This upcoming season will perhaps be the first season that the NBA will not have Carmelo Anthony, 10-time NBA all-star, 6-time all-NBA selected, 3-time gold medalist, and one of the most prolific scorers, participating. In his 16 NBA career seasons, Melo averaged 24.0 points, 6.5 rebounds, and 3.0 assists per game. These are excellent stats for any regular player, but during the past couple of seasons he has played, his numbers dropped.

Back in 2016, Melo was a franchise player on the New York Knicks averaging 22.4 points per game. He was then traded to the Oklahoma City becoming the fourth option under Russel Westbrook, Paul George, and Steven Adams. The next year in 2017 his numbers obviously dropped to 16.2 points per game, which still isn’t bad for the average NBA player. But once again we are not just talking about an average athlete. We are conversing about a franchise player.

As Carmelo continued into the next season, he played for the Houston Rockets and there is where I believe the NBA started blackballing him. In this stage of his career, Melo realized that he was not going to be a priority in the offensive scheme in Houston. Nonetheless the numbers he produced previously continued to plummet as he averaged only 13.4 points per game. This was caused by maintaining the status again of a fourth option this time under Chris Paul, James Harden, and Clint Capela.

When he was playing with this squad they weren’t doing too well at the start the season as the previous season. Before Melo got to the ball club, the Rockets were ranked number 1 in the Western Conference. After only 10 games with Houston, the team went 5-7 and put mainly all of the blame squarely on Melo’s shoulders. If you tuned in to any sports analysis show they were critiquing Houston by making Melo the focal point of the problems.

Now, of course, it did not help his case when Houston began to start winning after they waived Melo from the team, managing to make it back to the fourth seed in the Western Conference finishing 53-29. Since then, the league has taken little to no interest in the former all-star in giving him another chance in any ball club. In my opinion,  the criticism and reasons I hear as to why they don’t want Melo are not valid.

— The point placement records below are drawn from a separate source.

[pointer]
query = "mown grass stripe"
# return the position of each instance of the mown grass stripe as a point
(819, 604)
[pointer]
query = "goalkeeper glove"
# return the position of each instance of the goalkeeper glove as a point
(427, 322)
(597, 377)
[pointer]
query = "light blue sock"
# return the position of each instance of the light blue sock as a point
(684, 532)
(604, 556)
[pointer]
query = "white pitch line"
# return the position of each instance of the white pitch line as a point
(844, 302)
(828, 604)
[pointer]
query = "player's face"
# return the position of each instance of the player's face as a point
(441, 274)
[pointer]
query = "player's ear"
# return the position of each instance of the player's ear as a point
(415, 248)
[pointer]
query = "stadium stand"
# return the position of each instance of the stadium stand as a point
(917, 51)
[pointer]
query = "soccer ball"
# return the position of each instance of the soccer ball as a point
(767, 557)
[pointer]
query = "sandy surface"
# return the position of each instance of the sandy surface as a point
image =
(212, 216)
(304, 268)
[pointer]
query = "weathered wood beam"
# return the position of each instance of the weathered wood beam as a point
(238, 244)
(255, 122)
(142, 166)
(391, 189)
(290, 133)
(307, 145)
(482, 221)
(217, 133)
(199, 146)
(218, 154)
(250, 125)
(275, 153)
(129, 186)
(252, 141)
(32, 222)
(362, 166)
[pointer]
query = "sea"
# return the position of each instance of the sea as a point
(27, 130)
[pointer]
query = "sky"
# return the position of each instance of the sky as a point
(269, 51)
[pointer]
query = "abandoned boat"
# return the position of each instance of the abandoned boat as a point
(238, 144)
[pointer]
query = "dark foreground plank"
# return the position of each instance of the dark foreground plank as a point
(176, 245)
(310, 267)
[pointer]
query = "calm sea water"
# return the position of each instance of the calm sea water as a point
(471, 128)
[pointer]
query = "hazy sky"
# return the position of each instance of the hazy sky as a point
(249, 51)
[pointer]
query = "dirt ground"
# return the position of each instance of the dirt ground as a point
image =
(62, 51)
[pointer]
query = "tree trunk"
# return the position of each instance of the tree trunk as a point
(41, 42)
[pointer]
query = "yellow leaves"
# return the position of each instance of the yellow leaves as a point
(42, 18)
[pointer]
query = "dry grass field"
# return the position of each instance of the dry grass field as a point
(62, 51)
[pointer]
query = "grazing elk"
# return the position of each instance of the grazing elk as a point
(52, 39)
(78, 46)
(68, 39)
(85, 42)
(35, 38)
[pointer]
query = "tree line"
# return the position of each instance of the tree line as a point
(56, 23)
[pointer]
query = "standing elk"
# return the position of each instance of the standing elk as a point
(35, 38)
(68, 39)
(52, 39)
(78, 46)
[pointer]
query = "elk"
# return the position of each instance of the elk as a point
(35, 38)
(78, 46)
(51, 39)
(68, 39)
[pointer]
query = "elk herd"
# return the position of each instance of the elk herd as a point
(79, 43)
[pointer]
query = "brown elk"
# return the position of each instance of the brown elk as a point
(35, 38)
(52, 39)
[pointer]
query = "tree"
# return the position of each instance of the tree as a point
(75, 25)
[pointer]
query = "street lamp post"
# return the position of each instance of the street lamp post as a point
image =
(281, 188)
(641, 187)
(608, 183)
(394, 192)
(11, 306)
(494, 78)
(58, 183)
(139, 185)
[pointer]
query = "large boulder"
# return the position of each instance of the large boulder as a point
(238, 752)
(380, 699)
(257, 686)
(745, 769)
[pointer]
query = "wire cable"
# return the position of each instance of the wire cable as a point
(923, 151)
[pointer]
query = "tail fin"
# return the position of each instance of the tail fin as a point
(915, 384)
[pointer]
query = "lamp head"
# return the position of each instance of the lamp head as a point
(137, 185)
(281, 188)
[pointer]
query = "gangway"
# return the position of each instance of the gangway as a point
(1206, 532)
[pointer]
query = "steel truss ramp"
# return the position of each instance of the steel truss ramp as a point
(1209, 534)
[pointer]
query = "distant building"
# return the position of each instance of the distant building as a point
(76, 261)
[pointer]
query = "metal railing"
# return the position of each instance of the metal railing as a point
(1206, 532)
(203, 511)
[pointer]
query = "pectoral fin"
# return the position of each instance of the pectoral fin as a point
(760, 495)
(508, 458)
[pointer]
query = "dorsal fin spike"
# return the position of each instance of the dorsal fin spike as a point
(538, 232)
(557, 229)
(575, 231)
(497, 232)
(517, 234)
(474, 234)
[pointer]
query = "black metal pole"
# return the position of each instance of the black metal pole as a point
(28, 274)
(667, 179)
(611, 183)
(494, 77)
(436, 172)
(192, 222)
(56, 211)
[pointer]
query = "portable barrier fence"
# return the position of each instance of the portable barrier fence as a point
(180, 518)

One of the biggest reasons he gets attacked is because people want to say that Melo does not or has not yet accepted the job of a role player. People say that he is not capable of accepting a lesser role in the scheme of an offense. Yet, in a recent interview on First Take with Stephen A. Smith Melo said, “I went up to Billy Donavan himself and asked him, what do you need me to do?” Melo then begins to explain that “If you sat down with me man to man and said you know what, look what’s best for the team is for you to come off the bench. I probably would’ve fought it a little bit, but  in the end, this is what’s best for the team.”

By that quote alone it is clear to see that he has matured in such a manner that he does not care about his own personal success but rather the overall success of the team. The next thing that Melo gets a lot of flak for is that he is not capable of playing with other all-stars. I could see why some would say this because most of his success came when he was the only superstar in New York. However, if this was true, he wouldn’t have three gold medals. Basketball is such a different sport in the sense that one player can change the success or downfall of the team by their performance alone.

With all of the negativity getting thrown at Melo now, I just hope that he is able to make the cut with a winning team and try to make a run for it. He has never made it to an NBA final to even compete for a chance at a championship. Regardless of the future of Melo, if he decided to retire right now, I believe that he has done enough in the league throughout his career to make it into the Hall of Fame. That is just how much of a monumental player he was and still is.